31 985 Buitenlands beleid en handelspolitiek

Nr. 16 BRIEF VAN DE STAATSSECRETARIS VAN ECONOMISCHE ZAKEN, LANDBOUW EN INNOVATIE

Aan de Voorzitter van de Tweede Kamer der Staten-Generaal

Den Haag, 5 september 2012

Tijdens het Algemeen Overleg (AO) Export van 27 juni jl. heb ik uw Kamer een brief over exportfinanciering toegezegd. Met deze brief, die ik mede namens de staatssecretaris van Buitenlandse Zaken stuur, doe ik deze toezegging gestand.

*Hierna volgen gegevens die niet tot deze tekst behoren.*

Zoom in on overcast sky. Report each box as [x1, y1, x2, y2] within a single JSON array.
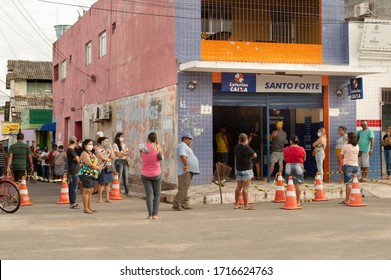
[[0, 0, 97, 105]]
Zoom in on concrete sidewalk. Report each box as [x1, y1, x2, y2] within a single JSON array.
[[131, 178, 391, 204]]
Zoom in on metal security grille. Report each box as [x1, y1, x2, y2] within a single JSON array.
[[201, 0, 321, 44], [382, 88, 391, 104]]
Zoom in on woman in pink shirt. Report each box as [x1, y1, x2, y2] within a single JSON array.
[[340, 132, 359, 204], [139, 132, 162, 220], [283, 135, 306, 206]]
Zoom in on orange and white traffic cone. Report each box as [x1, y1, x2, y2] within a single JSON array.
[[19, 176, 33, 206], [238, 191, 253, 205], [345, 174, 367, 207], [57, 174, 69, 204], [272, 172, 285, 202], [313, 172, 329, 201], [109, 174, 122, 200], [281, 176, 302, 210]]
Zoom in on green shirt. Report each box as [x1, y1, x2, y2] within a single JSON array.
[[357, 128, 375, 153], [8, 142, 31, 171]]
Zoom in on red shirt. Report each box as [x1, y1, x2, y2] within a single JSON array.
[[283, 146, 306, 164]]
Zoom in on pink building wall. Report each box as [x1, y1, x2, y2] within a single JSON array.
[[53, 0, 178, 140]]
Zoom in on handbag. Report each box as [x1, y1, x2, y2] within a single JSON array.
[[105, 164, 115, 173]]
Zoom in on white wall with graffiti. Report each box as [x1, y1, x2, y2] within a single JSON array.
[[112, 85, 178, 184]]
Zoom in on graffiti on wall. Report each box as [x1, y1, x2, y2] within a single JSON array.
[[115, 87, 178, 184]]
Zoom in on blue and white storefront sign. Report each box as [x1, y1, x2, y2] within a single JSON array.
[[221, 73, 256, 92], [257, 75, 322, 93], [349, 78, 364, 100]]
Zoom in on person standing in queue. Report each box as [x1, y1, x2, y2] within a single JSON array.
[[139, 132, 163, 220], [335, 125, 348, 183], [172, 132, 200, 211], [78, 139, 101, 214], [264, 121, 287, 180], [248, 131, 262, 180], [340, 132, 360, 204], [113, 132, 130, 197], [6, 132, 34, 188], [66, 136, 80, 209], [381, 125, 391, 180], [357, 120, 375, 183], [234, 133, 257, 210], [283, 135, 306, 207], [312, 127, 327, 181]]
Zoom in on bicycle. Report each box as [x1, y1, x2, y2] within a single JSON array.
[[0, 176, 21, 213]]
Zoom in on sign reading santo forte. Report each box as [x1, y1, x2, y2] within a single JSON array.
[[257, 75, 322, 93], [222, 73, 322, 93]]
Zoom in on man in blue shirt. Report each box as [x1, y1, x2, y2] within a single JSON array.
[[357, 120, 375, 182], [172, 132, 200, 211]]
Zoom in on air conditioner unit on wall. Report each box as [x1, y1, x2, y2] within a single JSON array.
[[91, 106, 99, 121], [99, 104, 111, 120], [354, 2, 371, 17]]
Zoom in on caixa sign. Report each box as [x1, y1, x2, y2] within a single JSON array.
[[221, 73, 256, 93], [349, 78, 364, 100]]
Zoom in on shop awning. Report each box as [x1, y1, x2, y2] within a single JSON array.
[[38, 122, 56, 131], [179, 61, 388, 77]]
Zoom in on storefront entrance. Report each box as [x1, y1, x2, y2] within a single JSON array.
[[213, 93, 323, 178]]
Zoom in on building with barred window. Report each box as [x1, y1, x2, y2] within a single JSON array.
[[53, 0, 387, 188]]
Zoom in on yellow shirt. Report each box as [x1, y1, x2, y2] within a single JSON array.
[[216, 132, 228, 153]]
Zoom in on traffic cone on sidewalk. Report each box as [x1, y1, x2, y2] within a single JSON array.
[[109, 173, 122, 200], [345, 174, 367, 207], [19, 176, 33, 206], [272, 172, 285, 202], [281, 176, 302, 210], [57, 173, 69, 204], [238, 191, 253, 205], [313, 172, 329, 201]]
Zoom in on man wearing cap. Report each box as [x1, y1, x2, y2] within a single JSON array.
[[7, 132, 34, 185], [270, 121, 287, 179], [92, 131, 105, 149], [172, 132, 200, 211], [66, 136, 80, 209]]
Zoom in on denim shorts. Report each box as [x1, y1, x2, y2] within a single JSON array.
[[342, 165, 360, 184], [79, 175, 96, 189], [285, 163, 304, 184], [235, 169, 254, 181]]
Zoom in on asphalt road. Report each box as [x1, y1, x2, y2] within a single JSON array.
[[0, 183, 391, 260]]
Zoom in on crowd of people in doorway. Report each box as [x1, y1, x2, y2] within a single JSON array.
[[215, 120, 382, 210]]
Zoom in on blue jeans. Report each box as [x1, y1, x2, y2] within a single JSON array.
[[42, 165, 50, 180], [141, 174, 162, 216], [68, 174, 79, 205], [384, 150, 391, 176], [342, 165, 360, 184], [315, 150, 326, 181], [114, 159, 129, 194]]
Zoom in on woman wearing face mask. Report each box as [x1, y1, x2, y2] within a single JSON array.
[[140, 132, 162, 220], [113, 132, 130, 197], [53, 145, 66, 179], [78, 139, 101, 214], [96, 137, 114, 203], [312, 127, 327, 181]]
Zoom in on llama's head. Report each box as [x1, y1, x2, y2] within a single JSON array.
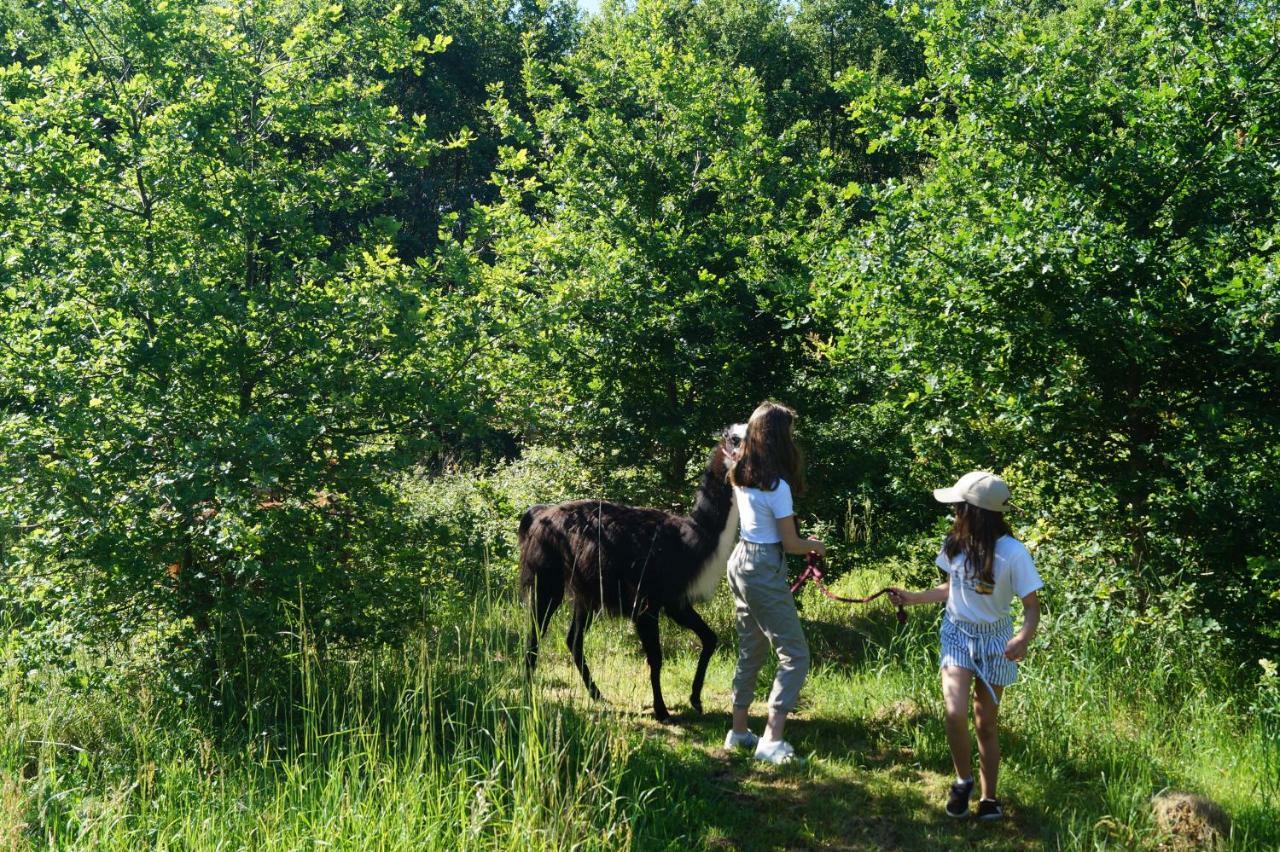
[[712, 423, 746, 476], [721, 423, 746, 458]]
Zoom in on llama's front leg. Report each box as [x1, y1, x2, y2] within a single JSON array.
[[635, 610, 671, 722], [667, 603, 719, 713], [525, 583, 564, 674], [564, 603, 600, 701]]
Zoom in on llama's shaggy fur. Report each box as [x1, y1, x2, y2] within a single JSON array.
[[520, 427, 742, 720]]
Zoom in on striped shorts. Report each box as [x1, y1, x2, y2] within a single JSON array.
[[938, 610, 1018, 686]]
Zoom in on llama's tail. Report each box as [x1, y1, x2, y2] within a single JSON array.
[[520, 504, 564, 597]]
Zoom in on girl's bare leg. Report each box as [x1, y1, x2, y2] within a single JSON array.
[[965, 681, 1005, 798], [942, 665, 973, 778]]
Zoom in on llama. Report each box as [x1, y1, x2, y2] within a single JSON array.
[[520, 425, 745, 722]]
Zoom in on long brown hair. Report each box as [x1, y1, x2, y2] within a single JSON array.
[[942, 503, 1012, 586], [728, 402, 804, 496]]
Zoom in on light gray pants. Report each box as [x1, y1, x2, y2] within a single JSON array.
[[728, 541, 809, 713]]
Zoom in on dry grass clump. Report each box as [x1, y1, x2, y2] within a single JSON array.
[[1151, 791, 1231, 849], [0, 778, 27, 849]]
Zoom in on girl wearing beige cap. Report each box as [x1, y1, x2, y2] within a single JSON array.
[[890, 471, 1044, 820]]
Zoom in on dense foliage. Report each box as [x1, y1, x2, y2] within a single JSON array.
[[0, 0, 1280, 690]]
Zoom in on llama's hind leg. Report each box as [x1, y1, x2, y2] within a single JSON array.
[[635, 610, 671, 722], [667, 603, 719, 713], [525, 573, 564, 674], [564, 601, 600, 701]]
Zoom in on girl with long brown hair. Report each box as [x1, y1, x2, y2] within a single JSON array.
[[890, 471, 1044, 820], [724, 402, 827, 764]]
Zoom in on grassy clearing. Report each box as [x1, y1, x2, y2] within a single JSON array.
[[0, 562, 1280, 849]]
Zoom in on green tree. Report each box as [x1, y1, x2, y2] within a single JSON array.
[[827, 0, 1280, 649], [470, 0, 810, 485], [0, 0, 483, 685]]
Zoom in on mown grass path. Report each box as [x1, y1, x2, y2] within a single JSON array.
[[0, 562, 1280, 852], [527, 570, 1280, 849]]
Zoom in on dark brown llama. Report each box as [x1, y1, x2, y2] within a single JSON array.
[[520, 426, 745, 722]]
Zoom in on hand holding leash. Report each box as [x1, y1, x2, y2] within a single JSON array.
[[791, 550, 906, 624]]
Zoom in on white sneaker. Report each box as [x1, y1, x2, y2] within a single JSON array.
[[755, 739, 796, 764]]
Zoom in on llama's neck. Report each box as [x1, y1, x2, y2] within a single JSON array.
[[689, 499, 737, 601], [689, 458, 737, 601]]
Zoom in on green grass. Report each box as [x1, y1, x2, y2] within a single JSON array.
[[0, 562, 1280, 849]]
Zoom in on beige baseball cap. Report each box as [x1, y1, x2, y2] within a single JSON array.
[[933, 471, 1018, 512]]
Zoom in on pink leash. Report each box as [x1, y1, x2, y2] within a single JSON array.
[[791, 550, 906, 624]]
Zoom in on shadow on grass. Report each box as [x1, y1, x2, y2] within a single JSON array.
[[611, 713, 1042, 849]]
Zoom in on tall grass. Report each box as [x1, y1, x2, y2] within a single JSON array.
[[0, 596, 644, 849]]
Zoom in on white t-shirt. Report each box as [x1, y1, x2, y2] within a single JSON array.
[[733, 480, 795, 544], [934, 536, 1044, 624]]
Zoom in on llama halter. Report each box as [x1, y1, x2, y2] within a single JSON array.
[[791, 550, 906, 624]]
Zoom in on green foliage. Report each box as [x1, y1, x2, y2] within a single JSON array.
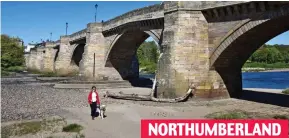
[[137, 41, 159, 73], [206, 110, 249, 119], [243, 62, 289, 69], [1, 119, 65, 138], [246, 45, 289, 68], [273, 115, 289, 120], [1, 70, 10, 76], [282, 88, 289, 94], [62, 124, 83, 133], [6, 66, 25, 72], [39, 72, 59, 77], [1, 35, 25, 71], [205, 110, 289, 120]]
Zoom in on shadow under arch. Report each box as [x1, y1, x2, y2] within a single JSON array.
[[70, 43, 85, 67], [210, 5, 289, 100], [105, 30, 161, 80]]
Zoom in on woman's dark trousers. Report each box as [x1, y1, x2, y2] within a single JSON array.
[[90, 102, 96, 117]]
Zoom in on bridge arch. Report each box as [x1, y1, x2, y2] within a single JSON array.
[[210, 5, 289, 97], [105, 30, 161, 80], [70, 43, 85, 67]]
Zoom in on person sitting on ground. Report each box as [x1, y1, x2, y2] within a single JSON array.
[[88, 86, 100, 120]]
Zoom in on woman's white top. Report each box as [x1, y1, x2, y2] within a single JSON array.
[[92, 92, 96, 102]]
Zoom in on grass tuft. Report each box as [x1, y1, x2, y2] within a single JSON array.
[[282, 88, 289, 94], [1, 119, 64, 138], [206, 110, 250, 119], [62, 124, 83, 133], [273, 115, 289, 120]]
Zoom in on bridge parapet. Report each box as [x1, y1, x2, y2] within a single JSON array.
[[103, 4, 164, 32], [69, 28, 86, 42]]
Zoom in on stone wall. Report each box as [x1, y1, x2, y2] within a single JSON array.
[[35, 47, 45, 71], [80, 23, 121, 80], [55, 36, 79, 75], [43, 43, 57, 72], [157, 2, 228, 98]]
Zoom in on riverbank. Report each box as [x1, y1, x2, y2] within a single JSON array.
[[242, 68, 289, 72], [1, 76, 289, 138]]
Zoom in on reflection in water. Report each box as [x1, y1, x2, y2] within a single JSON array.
[[140, 71, 289, 89]]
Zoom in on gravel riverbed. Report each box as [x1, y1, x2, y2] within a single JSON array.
[[1, 73, 289, 122]]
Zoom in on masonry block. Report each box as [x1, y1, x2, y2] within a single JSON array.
[[55, 36, 78, 75], [157, 6, 229, 98], [80, 23, 121, 80]]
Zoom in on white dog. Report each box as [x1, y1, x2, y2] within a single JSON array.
[[100, 104, 106, 119]]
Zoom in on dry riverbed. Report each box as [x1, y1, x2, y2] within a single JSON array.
[[1, 75, 289, 138]]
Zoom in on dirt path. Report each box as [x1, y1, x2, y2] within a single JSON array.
[[58, 96, 289, 138]]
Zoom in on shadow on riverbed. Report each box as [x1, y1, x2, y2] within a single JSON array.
[[239, 90, 289, 107]]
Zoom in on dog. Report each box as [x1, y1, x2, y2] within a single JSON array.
[[100, 104, 106, 119]]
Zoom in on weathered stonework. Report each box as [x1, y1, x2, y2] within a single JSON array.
[[35, 47, 45, 71], [43, 42, 57, 72], [26, 1, 289, 98], [55, 36, 78, 75], [157, 6, 228, 98], [80, 23, 121, 80]]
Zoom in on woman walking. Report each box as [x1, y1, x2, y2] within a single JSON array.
[[88, 86, 100, 120]]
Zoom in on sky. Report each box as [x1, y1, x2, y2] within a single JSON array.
[[1, 1, 289, 45]]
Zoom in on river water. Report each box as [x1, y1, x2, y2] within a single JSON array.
[[140, 71, 289, 89]]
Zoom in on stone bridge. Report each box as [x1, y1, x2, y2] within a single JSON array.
[[27, 1, 289, 98]]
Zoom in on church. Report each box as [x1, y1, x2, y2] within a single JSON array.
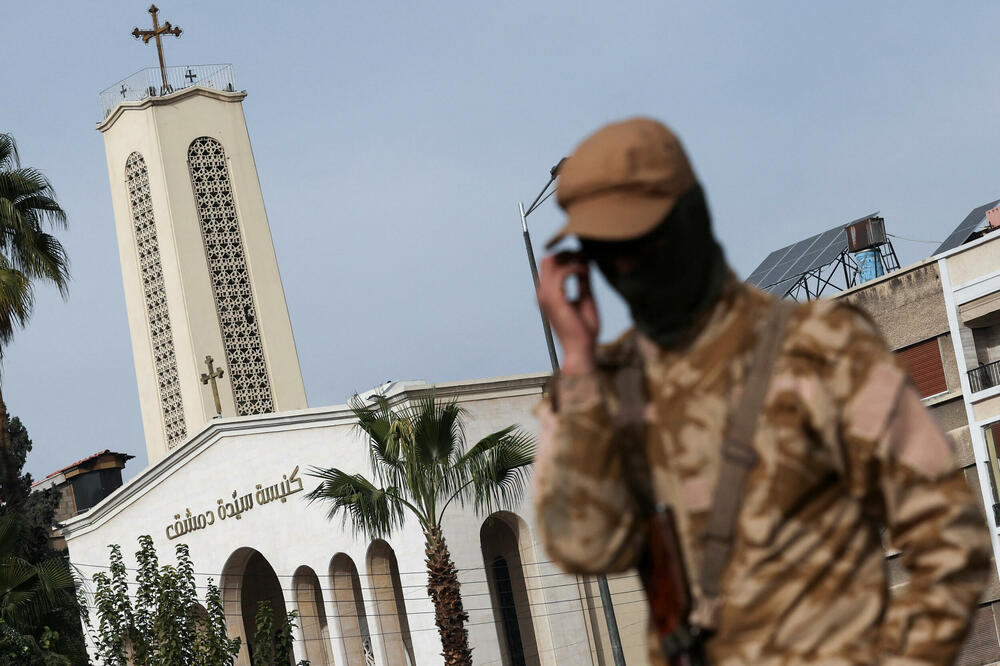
[[63, 7, 646, 666]]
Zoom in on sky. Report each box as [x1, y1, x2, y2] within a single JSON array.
[[0, 0, 1000, 478]]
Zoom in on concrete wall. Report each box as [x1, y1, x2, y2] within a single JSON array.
[[98, 88, 306, 463], [67, 375, 646, 666]]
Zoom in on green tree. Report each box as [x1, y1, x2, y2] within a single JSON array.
[[90, 535, 240, 666], [0, 416, 87, 663], [0, 134, 69, 508], [253, 601, 300, 666], [0, 515, 76, 664], [308, 396, 535, 665]]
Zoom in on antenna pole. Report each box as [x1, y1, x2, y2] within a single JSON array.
[[517, 197, 626, 666]]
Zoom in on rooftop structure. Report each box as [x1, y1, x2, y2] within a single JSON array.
[[747, 212, 899, 300], [100, 64, 236, 118]]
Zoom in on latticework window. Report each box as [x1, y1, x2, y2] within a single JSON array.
[[188, 136, 274, 416], [125, 153, 187, 448]]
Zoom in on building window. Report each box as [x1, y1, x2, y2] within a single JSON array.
[[896, 338, 948, 398], [493, 557, 525, 666], [125, 153, 187, 448], [188, 136, 274, 416], [983, 421, 1000, 527]]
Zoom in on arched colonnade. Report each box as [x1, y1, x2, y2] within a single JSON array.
[[220, 512, 556, 666]]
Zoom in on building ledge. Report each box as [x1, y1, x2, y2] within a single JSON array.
[[969, 386, 1000, 405], [62, 372, 551, 539], [922, 389, 962, 407], [97, 86, 247, 132]]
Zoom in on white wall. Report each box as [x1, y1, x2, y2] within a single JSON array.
[[66, 375, 635, 665]]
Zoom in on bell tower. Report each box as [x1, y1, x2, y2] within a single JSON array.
[[97, 39, 307, 464]]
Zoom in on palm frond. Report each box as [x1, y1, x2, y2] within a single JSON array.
[[349, 394, 405, 486], [11, 231, 69, 297], [407, 394, 465, 465], [306, 467, 405, 539], [0, 133, 21, 170], [0, 262, 35, 344], [456, 426, 535, 513]]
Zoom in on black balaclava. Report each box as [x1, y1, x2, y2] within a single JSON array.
[[580, 186, 729, 347]]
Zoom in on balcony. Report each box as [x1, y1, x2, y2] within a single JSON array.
[[100, 65, 236, 118], [969, 361, 1000, 393]]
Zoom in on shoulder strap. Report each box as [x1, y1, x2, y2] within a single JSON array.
[[699, 300, 795, 599]]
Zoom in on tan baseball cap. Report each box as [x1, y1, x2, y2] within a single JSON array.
[[546, 118, 697, 248]]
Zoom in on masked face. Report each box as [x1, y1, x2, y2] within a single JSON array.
[[581, 187, 728, 347]]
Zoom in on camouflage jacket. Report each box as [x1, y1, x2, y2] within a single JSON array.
[[535, 279, 990, 666]]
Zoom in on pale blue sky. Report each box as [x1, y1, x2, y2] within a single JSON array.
[[0, 0, 1000, 478]]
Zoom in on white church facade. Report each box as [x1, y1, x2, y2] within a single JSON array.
[[64, 59, 646, 666]]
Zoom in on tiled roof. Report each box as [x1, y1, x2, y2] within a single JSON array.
[[31, 449, 135, 486]]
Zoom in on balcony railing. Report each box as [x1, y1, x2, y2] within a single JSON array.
[[969, 361, 1000, 393], [100, 65, 236, 118]]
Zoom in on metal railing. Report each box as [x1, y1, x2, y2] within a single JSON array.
[[100, 65, 236, 118], [969, 361, 1000, 393]]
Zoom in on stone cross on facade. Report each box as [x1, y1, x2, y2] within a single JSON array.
[[201, 356, 223, 416], [132, 5, 181, 94]]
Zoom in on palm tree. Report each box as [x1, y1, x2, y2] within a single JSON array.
[[0, 134, 69, 506], [0, 516, 75, 643], [308, 395, 535, 665]]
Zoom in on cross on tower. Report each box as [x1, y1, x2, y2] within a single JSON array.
[[132, 5, 181, 91], [201, 356, 223, 416]]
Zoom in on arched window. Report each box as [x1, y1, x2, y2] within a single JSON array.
[[330, 553, 374, 665], [293, 566, 333, 666], [368, 539, 416, 666], [188, 136, 274, 416], [125, 153, 187, 449], [492, 556, 526, 666], [220, 548, 290, 666], [479, 511, 541, 666]]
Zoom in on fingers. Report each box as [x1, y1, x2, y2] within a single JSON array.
[[538, 252, 590, 307]]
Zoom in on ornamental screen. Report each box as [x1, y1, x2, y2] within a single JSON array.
[[188, 136, 274, 416], [125, 153, 187, 448]]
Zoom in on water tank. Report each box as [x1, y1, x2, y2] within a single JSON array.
[[854, 249, 885, 282], [844, 215, 886, 253]]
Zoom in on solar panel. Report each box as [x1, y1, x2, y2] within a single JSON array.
[[934, 199, 1000, 254], [747, 223, 848, 293]]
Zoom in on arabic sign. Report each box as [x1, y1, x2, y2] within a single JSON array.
[[166, 465, 302, 539]]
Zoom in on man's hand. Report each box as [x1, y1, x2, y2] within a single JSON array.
[[538, 252, 601, 375]]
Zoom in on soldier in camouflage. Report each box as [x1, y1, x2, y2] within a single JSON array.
[[535, 118, 990, 666]]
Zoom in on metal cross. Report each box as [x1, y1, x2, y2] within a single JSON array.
[[132, 5, 181, 91], [201, 356, 223, 416]]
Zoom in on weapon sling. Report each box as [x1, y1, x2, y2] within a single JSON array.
[[613, 301, 794, 666]]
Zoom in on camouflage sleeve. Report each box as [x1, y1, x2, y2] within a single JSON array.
[[835, 308, 989, 666], [535, 375, 642, 574]]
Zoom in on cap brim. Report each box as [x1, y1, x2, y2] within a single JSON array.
[[545, 192, 678, 250]]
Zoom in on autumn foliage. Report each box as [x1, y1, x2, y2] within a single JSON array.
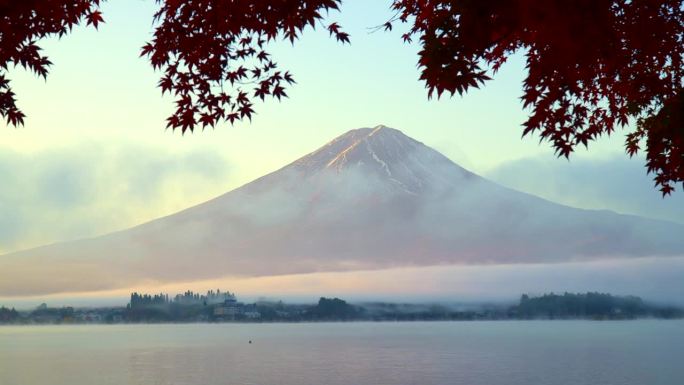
[[0, 0, 684, 194]]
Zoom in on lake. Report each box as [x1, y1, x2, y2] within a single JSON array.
[[0, 320, 684, 385]]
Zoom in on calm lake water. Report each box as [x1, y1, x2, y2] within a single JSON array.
[[0, 320, 684, 385]]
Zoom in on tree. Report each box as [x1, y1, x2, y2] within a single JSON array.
[[0, 0, 684, 195]]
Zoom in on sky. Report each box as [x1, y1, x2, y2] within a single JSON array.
[[0, 0, 684, 306]]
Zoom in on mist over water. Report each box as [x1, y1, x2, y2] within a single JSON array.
[[0, 321, 684, 385]]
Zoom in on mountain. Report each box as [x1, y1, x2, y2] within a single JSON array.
[[0, 126, 684, 296]]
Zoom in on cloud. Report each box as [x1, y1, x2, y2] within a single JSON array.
[[486, 156, 684, 223], [0, 143, 230, 254]]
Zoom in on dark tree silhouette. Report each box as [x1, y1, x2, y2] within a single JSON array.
[[0, 0, 684, 195]]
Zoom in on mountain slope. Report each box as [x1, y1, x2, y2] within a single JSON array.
[[0, 126, 684, 295]]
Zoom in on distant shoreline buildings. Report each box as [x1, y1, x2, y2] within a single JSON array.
[[0, 290, 684, 325]]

In de afgelopen periode heb ik uw Kamer over export vanuit Nederland een aantal brieven gestuurd, te weten:

  • Buitenlandse Markten, Nederlandse Kansen, d.d. 24 juni 2011, Kamerstuk 31 985, nr. 5;

  • Kabinetsreactie op het ING-rapport «Nederlandse handel meer Europees dan mondiaal», d.d. 29 maart 2012, Kamerstuk 31 985, nr. 8;

  • Exportbrief, d.d. 11 mei 2012, Kamerstuk 31 985, nr. 9;

  • Reactie voorgestelde maatregelen exportbeleid genodigden Rondetafel, d.d. 8 juni 2012, Kamerstuk 31 985, nr. 11.

Het belang van export voor de welvaart in Nederland en de analyse van de handelsstromen zijn daarin uitgebreid aan de orde geweest. Ik herhaal hier de conclusie dat de export van cruciaal belang is voor de groei en welvaart in Nederland. Dat was zo, dat is zo, en dat blijft zo. De conjunctuurberichten van het CBS bevestigen dit beeld telkens opnieuw, onlangs nog in de eerste voorlopige raming voor het tweede kwartaal 20121. Ten aanzien van de motie Verhoeven/ Koopmans, Kamerstuk 31 985, nr. 15, heb ik tijdens het Verslag AO dan ook opgemerkt dat ik deze als ondersteuning van het beleid beschouw. Het plan dat ik tijdens het AO van D66 uitgereikt kreeg, was voor mij nuttig en bruikbaar.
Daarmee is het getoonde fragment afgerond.